Because of this, it is not difficult to understand why 62% of UK employers apparently plan to sink more resources into digital health solutions in the coming five years. ‘Health on demand’ solutions can effectively supplement existing benefits and help secure access to treatment and services, something especially important in Britain, where the underfunded health system is facing potential Brexit turmoil. In this context, a survey by Mercer Marsh Benefits polled 100 UK organisations and 1,000 employees to find what employees hoped to achieve with this, and what staff thought of their workplace’s keenness to bring in new healthcare programmes.

Four different worker segments to engage and Low barriers to adoption, high trust in employers

According to the survey, a large minority of 47% of staff were excited by the prospect of digital health innovation, but the research did also uncover considerable differences in how employees perceive the value of and engage with digital health innovations, which suggests personalisation is key to engagement and successful implementation.

Despite a small 7% of staff simply writing off the technology as ‘not for me’, the largest portion of respondents told researchers they were receptive to new health innovations, just not confident in their own ability to take advantage of digital health programmes, so would like the employer to take a paternalistic approach.
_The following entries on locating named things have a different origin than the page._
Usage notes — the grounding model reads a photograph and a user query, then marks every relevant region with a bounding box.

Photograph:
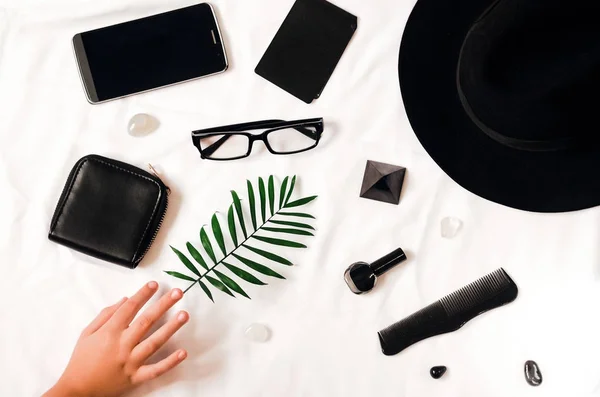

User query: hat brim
[398,0,600,212]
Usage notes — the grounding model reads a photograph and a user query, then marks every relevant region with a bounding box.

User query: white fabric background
[0,0,600,397]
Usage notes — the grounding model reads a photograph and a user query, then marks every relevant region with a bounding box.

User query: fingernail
[177,312,188,322]
[171,288,183,299]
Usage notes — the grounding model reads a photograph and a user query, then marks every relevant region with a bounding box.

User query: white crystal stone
[441,216,462,238]
[127,113,158,137]
[245,324,271,343]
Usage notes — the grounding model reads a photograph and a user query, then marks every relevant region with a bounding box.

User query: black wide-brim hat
[399,0,600,212]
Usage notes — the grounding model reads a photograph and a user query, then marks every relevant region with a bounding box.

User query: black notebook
[255,0,357,103]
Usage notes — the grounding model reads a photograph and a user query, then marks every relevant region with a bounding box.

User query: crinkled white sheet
[0,0,600,397]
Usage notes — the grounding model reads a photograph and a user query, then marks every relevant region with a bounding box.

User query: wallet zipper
[136,163,171,263]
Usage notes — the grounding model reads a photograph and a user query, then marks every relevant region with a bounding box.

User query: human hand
[43,281,189,397]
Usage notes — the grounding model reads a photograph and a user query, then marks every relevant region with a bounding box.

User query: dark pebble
[525,360,542,386]
[429,365,448,379]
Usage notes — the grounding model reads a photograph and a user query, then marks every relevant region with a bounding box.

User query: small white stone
[127,113,158,137]
[441,216,462,238]
[245,324,271,343]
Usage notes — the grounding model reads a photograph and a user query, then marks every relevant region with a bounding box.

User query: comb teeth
[378,269,519,355]
[439,269,512,316]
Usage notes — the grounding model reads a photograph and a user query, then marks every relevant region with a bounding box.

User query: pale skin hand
[43,281,189,397]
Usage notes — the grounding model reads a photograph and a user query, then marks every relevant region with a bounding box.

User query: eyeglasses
[192,118,323,160]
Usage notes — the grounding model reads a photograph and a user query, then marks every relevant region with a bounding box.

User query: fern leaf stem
[183,208,283,294]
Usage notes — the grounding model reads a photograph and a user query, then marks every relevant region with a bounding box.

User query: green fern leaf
[171,247,200,276]
[269,175,275,216]
[211,214,227,255]
[242,244,294,266]
[252,235,307,248]
[205,276,235,298]
[233,254,285,279]
[198,281,215,303]
[223,262,267,285]
[279,176,290,209]
[200,228,217,265]
[165,271,196,282]
[247,181,256,230]
[258,178,267,223]
[213,269,250,299]
[283,196,318,208]
[165,175,317,302]
[185,242,208,270]
[269,220,315,230]
[262,226,314,236]
[227,204,237,247]
[231,190,248,239]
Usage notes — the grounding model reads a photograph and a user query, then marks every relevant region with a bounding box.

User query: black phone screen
[73,3,227,102]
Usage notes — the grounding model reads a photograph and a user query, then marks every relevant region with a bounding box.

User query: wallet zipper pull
[148,163,171,195]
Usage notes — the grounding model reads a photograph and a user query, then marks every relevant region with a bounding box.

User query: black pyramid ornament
[360,160,406,205]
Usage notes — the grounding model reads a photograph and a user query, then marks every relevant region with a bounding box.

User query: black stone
[429,365,448,379]
[360,160,406,205]
[525,360,542,386]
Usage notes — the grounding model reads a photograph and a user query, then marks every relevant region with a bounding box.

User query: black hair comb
[378,268,519,356]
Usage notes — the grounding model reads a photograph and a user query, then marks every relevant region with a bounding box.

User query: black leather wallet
[48,155,169,269]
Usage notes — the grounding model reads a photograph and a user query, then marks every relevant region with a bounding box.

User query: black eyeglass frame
[192,117,323,161]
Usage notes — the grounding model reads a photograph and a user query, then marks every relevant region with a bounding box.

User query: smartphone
[73,3,228,104]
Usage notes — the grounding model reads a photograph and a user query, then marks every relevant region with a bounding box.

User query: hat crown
[457,0,600,150]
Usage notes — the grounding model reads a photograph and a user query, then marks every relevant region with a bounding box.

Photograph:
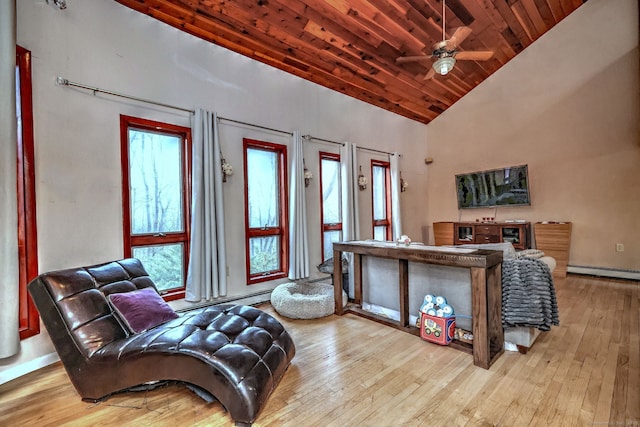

Beyond this dominant 43%, a sizeable tech-savvy portion of 34% simply identified with the sentiment ‘sign me up.’

On a global level, though, it seems UK workers are much more hostile to digital health innovations than their international counterparts. A poll of more than 16,000 workers found that on a global basis 51% of staff were in the ‘sign me up’ camp, while just 4% determined that such technology was simply ‘not for me.’

This may be down to the much higher level of trust in employers outside of Britain, with 73% of the international survey stating they trusted their employer’s ability to secure their healthcare data. In the UK, meanwhile, there is a major mismatch between what employers and staff think of their organisation. While 67% of bosses believe their organisations care about employee well-being, just 37% of workers agreed with them. If employees expect to ramp up the enthusiasm of their staff in their health offering, they will need to address this lack of trust quickly. A good way to demonstrate this is by taking the time to tailor solutions.

Tony Wood, UK Leader of Mercer Marsh Benefits said, “It’s encouraging to see increasing appetite for digital health solutions amongst employees and employersHowever, businesses must avoid the temptation to simply provide more products and solutions without considering whether they are right for their workforce. We know that an individual’s personality plays an important role in their attitude to and engagement with health, which provides a great opportunity for companies to start personalising their approach to well-being.”